# J'ai acheté cette bagnole à bon marché



## Schrodinger's_Cat

*J'ai acheté cette bagnole à bon marché.* (à un prix peu élevé)

Il mio tentativo : Ho comprato questa macchina a buon mercato.


----------



## Corsicum

Aussi peut être :
_un *buon* *patto* _
_un *buon* *prezzo* _


----------



## alenaro

Corsicum said:


> Aussi peut être :
> _un *buon* *patto* _
> _un *buon* *prezzo* _


----------



## Hermocrates

BenVitale said:


> *J'ai acheté cette bagnole à bon marché.* (à un prix peu élevé)
> 
> Il mio tentativo : Ho comprato questa macchina a buon mercato.



On peut dire aussi: "Ho comprato questa bagnarola....etc etc"

"Bagnarola" = une mauvaise voiture


----------



## Schrodinger's_Cat

On peut aussi dire: une casserole ... ou une vieille casserole 

casserole (= casseruola)


----------



## Corsicum

Il y a des risques de confusion : Initialement _bagnole_ désignait une mauvaise voiture , actuellement bagnole se dit pour _« __Toute voiture, toute automobile_ » 
http://www.cnrtl.fr/definition/bagnole


----------



## Schrodinger's_Cat

Merci d' avoir mis ce lien ...

Où as-tu trouvé "buon patto"?


----------



## Corsicum

BenVitale said:


> Merci d' avoir mis ce lien ...
> 
> Où as-tu trouvé "buon patto"?


*Bun patto* = pas cher, intéressant .= une bonne affaire= un bon accord commercial.
Initialement c’est une traduction du corse puis j’ai contrôlé avec le dictionnaire des synonymes et google.
*patto*_,__:_ a de nombreuses significations commerciales et juridiques, dont :*costo.*
C’est aussi un marché au sens large, un contrat, un accord, … "_gentleman agreement"_
_Un *patto di* ferro contro le *truffe* online_ = Un accord de fer contre les .. _escroqueries ou arnaques_ _( marchés de dupes )_ 
_*Patto*__ leonino_ = contrat léonin=contra*t* abusif, injuste

je découvre et apprend l’italien via le corse, je peux me tromper. ?


----------



## Hermocrates

Corsicum said:


> je découvre et apprend l’italien via le corse, je peux me tromper. ?

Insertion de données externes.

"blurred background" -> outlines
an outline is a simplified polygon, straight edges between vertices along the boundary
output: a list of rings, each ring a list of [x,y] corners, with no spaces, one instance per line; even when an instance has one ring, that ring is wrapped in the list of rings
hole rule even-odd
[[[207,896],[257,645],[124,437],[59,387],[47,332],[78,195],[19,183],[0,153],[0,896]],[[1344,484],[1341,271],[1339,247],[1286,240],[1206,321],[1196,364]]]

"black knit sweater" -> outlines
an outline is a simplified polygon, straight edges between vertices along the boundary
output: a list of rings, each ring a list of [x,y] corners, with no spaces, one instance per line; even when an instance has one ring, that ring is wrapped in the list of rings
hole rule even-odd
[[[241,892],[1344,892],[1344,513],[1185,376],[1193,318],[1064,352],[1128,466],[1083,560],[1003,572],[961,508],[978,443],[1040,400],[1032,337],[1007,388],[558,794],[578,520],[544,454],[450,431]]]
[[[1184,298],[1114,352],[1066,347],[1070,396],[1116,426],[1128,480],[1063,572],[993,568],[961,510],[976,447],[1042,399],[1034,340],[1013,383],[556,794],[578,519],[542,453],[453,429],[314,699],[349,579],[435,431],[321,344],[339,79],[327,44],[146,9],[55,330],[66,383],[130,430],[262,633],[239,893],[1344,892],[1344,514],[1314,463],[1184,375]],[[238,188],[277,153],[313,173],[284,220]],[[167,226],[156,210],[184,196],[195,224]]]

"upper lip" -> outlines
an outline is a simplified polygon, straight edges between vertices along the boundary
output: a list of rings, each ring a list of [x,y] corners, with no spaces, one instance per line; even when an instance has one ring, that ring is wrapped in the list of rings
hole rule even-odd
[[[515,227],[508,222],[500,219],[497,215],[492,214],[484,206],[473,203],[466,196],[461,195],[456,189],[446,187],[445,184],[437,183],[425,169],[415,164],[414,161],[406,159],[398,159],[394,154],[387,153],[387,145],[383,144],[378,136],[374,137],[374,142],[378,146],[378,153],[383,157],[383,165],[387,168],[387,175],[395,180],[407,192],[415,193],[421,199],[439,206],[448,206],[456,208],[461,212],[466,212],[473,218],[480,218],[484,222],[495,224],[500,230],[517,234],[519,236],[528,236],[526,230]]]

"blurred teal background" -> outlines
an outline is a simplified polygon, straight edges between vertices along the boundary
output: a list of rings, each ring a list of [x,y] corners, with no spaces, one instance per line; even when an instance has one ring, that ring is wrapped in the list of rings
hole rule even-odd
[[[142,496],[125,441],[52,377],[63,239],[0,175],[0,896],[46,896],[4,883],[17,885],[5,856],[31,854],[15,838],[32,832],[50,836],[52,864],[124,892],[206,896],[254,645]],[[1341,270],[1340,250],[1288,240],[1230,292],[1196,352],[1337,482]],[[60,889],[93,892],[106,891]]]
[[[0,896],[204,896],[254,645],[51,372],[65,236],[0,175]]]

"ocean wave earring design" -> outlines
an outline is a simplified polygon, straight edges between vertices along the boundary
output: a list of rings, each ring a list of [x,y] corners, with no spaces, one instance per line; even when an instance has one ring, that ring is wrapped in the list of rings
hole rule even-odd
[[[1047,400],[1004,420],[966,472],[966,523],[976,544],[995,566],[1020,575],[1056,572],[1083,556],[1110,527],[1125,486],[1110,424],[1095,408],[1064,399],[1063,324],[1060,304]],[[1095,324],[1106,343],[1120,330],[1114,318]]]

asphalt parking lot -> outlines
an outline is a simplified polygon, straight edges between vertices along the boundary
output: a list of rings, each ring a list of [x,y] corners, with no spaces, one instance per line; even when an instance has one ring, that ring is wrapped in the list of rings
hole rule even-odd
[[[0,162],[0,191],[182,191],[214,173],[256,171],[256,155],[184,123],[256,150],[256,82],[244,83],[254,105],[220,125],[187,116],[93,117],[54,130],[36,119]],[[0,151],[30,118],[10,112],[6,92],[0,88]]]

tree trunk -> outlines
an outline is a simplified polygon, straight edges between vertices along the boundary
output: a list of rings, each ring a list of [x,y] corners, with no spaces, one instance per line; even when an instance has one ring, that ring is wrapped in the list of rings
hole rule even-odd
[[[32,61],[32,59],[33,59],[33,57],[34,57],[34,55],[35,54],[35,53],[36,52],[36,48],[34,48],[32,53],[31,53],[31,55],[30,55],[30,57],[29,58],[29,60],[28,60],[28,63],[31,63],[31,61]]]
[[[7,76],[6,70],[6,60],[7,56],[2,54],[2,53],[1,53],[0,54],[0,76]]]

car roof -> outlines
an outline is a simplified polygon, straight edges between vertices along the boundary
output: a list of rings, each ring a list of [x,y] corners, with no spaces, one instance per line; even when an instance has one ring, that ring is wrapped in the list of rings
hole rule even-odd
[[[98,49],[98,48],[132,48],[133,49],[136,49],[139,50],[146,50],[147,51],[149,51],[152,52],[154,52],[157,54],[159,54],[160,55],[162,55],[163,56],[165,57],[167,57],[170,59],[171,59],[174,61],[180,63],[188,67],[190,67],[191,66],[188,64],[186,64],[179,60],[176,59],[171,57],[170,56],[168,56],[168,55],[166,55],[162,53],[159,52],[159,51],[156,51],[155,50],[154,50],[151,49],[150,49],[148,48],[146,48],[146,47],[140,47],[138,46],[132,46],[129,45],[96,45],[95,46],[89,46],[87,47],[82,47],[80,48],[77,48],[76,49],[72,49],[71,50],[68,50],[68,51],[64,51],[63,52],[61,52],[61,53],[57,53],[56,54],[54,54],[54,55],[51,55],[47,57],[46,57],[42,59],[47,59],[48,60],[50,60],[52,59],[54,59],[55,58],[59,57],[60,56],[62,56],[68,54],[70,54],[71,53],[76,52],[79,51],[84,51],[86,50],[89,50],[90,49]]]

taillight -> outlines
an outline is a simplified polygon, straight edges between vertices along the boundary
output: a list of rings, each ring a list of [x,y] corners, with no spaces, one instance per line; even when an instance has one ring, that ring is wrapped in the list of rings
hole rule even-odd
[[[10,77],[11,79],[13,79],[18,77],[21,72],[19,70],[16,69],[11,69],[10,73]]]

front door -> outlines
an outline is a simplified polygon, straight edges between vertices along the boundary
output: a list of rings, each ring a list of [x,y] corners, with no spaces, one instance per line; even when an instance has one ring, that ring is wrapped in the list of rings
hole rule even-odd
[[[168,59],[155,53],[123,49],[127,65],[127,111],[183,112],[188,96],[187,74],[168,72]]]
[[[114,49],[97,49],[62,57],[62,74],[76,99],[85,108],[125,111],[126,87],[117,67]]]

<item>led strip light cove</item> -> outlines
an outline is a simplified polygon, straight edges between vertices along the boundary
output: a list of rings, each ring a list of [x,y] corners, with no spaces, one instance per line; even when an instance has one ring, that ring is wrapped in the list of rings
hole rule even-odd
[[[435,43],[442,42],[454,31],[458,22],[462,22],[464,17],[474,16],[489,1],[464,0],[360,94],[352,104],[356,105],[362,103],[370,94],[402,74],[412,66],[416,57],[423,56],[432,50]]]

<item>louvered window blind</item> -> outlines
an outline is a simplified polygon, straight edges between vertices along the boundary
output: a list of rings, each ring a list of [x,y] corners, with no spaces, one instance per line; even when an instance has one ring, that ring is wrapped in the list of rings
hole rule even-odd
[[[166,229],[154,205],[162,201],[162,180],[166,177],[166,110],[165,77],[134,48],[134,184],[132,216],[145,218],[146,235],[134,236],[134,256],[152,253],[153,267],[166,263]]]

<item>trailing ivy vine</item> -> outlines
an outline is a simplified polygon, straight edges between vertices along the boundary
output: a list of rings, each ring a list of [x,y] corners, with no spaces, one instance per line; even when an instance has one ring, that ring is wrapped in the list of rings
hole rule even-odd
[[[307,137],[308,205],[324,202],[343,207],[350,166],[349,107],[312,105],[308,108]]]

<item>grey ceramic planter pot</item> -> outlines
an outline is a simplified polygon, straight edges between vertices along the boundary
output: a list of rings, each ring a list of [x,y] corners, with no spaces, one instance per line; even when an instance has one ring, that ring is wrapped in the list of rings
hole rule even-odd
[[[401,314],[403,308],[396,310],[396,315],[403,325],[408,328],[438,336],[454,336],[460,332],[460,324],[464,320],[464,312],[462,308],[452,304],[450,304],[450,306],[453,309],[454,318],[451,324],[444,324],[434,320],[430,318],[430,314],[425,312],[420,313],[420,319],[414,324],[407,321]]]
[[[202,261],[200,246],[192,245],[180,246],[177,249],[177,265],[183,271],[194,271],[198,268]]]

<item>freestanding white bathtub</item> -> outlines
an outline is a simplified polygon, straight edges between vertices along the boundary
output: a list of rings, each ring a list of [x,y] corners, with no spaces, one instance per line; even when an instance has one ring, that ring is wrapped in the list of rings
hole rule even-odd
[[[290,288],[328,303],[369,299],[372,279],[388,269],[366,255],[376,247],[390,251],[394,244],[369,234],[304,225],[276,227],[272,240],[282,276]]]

Oui, il n'est pas une bonne idée car l'italien et le corse sont des langues differentes... Il y a beaucoup de "faux amis", ça veut dire qu'il y a beaucoup de mots qui semblent le même en corse et en italien, mais qui ont un sens très different dans les deux langues.


----------



## Corsicum

ryenart said:


> Oui, il n'est pas une bonne idée car l'italien et le corse sont des langues differentes... Il y a beaucoup de "faux amis", ça veut dire qu'il y a beaucoup de mots qui semblent le même en corse et en italien, mais qui ont un sens très different dans les deux langues.


Je sais, j’essaye d’être prudent je contrôle toujours avec les dictionnaires. Mais on ne refait pas l’histoire et ce serait dommage de me priver de l’italien. Je ne peux pas oublier le corse …le temps d’apprendre l’italien ? , mon français s’est bien accommodé du corse !
J’apprend et je compte sur vous tous et votre patience pour me corriger.
Grazie mille


----------